This fair and comprehensive look at life in ancient China will prove to be an invaluable classroom aid.
Carole P. Roman’s If You Were Me and Lived In … Ancient China offers a compact and comprehensive look at life during the Han dynasty era.
Striking a pleasant balance between the series’ familiar “day in the life” narrative and a history of major figures and events, If You Were Me and Lived In … Ancient China tackles the formidable goal of introducing children to the traditions, customs, and accomplishments of ancient Chinese culture. Roman puts readers in the role of children living 1900 years ago, advising them of typical names for boys and girls of the era, but also pointing out that “mostly, you didn’t call each other by name. Your sisters called you ‘Older brother,’ and you called them ‘First sister’ and ‘Second sister.’”

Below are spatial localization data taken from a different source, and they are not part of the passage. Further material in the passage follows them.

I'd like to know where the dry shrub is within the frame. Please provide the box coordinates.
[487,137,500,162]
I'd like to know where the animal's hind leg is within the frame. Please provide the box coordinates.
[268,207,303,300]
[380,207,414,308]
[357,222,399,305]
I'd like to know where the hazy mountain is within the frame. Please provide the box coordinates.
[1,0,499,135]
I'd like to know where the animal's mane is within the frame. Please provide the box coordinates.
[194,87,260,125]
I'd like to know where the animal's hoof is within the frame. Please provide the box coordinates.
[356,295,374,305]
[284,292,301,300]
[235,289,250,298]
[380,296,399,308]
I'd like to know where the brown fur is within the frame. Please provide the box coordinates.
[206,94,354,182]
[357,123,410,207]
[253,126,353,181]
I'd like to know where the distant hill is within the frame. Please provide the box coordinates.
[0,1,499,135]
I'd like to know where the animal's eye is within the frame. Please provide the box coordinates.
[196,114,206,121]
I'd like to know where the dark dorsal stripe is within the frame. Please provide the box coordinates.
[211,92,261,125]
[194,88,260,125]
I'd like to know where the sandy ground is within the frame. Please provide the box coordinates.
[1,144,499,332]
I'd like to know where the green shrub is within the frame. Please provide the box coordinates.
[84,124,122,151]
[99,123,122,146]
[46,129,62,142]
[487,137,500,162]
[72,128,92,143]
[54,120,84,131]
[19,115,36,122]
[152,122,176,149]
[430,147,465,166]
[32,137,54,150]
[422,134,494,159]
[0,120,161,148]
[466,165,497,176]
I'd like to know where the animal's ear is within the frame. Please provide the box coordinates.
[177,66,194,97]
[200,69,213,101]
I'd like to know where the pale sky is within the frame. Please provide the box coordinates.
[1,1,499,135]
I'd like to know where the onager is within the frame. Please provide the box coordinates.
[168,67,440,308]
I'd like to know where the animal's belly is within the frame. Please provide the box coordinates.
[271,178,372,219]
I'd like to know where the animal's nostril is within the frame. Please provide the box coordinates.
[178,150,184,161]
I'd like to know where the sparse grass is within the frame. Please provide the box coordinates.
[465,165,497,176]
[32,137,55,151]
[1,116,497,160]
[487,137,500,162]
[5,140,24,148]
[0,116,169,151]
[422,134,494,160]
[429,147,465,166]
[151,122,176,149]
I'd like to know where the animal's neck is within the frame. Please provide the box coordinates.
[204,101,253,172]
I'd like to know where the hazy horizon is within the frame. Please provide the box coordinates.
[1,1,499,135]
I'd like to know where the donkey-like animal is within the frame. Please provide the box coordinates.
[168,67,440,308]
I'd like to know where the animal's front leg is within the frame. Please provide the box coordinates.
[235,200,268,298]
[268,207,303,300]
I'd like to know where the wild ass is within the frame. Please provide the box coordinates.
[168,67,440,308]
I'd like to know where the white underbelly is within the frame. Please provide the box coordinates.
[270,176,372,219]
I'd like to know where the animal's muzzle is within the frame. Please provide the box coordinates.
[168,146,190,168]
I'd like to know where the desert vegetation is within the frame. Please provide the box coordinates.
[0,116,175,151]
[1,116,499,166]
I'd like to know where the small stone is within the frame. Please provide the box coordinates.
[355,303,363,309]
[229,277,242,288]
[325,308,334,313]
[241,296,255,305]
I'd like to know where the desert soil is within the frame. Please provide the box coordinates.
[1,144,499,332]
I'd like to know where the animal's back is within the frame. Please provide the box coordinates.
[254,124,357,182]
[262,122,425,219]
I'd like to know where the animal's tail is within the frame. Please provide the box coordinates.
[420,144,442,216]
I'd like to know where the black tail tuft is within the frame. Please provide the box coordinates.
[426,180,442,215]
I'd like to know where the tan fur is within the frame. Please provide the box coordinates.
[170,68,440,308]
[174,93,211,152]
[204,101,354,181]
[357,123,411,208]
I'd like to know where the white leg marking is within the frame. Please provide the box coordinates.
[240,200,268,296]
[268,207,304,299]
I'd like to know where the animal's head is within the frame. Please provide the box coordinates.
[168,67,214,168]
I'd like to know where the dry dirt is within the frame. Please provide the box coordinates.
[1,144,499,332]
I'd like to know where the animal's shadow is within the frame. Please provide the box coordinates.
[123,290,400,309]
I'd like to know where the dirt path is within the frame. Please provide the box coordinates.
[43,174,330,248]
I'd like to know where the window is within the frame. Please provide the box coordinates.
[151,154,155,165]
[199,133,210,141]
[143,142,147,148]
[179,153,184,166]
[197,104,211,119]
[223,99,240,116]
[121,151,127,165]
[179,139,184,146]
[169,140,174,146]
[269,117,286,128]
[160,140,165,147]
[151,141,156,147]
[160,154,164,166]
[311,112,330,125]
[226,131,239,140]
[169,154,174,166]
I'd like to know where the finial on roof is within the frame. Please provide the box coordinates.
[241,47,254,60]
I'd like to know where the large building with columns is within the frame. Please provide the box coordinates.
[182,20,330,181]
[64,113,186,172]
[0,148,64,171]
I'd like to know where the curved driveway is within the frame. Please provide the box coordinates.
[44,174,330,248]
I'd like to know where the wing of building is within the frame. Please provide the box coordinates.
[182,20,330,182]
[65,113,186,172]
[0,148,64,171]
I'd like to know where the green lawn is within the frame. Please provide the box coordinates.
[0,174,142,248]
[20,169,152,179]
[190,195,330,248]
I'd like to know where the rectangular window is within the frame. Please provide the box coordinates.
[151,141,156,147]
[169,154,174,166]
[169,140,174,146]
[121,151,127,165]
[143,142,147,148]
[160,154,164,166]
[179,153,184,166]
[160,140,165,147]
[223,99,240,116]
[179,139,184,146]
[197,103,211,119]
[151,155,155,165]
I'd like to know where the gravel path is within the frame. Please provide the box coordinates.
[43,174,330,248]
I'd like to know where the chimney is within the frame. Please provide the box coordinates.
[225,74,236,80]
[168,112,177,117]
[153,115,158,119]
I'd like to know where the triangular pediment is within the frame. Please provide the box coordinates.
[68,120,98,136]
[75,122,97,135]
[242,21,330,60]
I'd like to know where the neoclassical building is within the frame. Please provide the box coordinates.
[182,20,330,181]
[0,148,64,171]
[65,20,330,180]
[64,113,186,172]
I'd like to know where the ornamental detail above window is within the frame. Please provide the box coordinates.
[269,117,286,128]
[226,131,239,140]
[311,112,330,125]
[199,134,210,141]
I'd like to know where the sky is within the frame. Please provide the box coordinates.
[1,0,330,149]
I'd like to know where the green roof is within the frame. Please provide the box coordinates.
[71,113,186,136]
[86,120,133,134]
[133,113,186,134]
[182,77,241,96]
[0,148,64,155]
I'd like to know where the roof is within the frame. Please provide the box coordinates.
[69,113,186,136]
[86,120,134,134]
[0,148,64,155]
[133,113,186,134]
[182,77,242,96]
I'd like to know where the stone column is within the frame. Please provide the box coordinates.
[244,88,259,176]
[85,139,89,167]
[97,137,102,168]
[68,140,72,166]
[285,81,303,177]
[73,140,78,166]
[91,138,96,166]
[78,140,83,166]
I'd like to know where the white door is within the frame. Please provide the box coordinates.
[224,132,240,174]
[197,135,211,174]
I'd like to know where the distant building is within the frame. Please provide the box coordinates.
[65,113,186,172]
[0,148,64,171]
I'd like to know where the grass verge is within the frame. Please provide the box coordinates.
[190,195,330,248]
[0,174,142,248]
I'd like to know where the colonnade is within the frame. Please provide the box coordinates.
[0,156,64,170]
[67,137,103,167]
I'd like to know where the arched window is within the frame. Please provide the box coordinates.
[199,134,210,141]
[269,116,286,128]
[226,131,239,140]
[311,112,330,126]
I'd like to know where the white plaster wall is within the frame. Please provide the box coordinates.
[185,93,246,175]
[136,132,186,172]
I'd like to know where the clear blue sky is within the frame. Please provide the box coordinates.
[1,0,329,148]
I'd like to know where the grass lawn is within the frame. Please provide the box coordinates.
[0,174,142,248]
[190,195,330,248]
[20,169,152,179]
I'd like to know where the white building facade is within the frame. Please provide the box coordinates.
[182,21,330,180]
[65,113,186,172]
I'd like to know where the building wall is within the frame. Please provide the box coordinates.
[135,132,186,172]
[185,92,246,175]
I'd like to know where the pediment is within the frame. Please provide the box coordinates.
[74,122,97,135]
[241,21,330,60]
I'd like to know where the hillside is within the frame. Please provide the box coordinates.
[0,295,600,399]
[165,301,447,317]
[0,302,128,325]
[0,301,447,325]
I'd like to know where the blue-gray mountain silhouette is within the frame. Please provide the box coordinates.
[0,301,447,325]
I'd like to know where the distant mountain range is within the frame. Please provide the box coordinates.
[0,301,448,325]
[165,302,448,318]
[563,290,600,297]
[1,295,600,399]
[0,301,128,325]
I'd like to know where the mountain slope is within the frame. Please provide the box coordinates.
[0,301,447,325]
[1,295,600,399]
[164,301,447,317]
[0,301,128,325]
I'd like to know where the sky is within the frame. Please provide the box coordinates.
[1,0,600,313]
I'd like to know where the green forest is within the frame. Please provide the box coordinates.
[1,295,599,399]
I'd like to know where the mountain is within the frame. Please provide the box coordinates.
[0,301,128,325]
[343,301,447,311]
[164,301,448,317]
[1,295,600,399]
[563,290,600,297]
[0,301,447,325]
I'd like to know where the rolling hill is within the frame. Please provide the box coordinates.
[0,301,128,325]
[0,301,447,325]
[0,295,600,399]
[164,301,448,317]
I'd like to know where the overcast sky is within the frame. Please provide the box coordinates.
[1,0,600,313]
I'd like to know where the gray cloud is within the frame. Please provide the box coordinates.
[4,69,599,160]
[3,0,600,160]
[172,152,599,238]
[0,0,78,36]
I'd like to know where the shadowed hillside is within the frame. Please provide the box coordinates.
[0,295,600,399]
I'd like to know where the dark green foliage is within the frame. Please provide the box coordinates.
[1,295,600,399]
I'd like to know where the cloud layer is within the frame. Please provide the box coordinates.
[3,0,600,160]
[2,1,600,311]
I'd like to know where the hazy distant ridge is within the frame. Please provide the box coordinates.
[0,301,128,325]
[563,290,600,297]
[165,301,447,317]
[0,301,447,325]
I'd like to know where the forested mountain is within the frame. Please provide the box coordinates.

There are some issues with consistency and tone. The beginning of the book says, for example, that you “might have lived in the capital city Chang’an,” but later, the narrative takes on a more definitive tone, with declarations like “Your father was a doctor” and “Your home was rather large.” Still, Roman succeeds in the difficult task of interweaving historical information, like the origins of silk and paper or the Chinese Lantern Festival, with the day-to-day experiences of those things. The book also includes a brief, illustrated guide to major figures of the time and a thorough glossary with pronunciation guide.
Roman portrays the culture fairly, without idealizing it, noting that girls were not thought worthy of education, and that male children were expected to follow in their fathers’ footsteps in choosing a profession, even if it conflicted with their own interests: “You wanted to be a noodle maker … but your father told you you were going to be a doctor, and that was the end of that.”
The images alternate with text on every two-page spread, which helps to keep the sometimes dense text from feeling overwhelming, as does the decision to utilize blank space in the book’s design, rather than filling every page to capacity. Arkova’s illustrations favor pastel colors and rough, fuzzy edges, which results in pictures that are unique enough to be interesting but still clear enough to aid the storytelling.
If You Were Me and Lived In … Ancient China is a natural fit for classrooms and school libraries and an excellent read for anyone curious about life during one of the world’s most celebrated eras of civilization.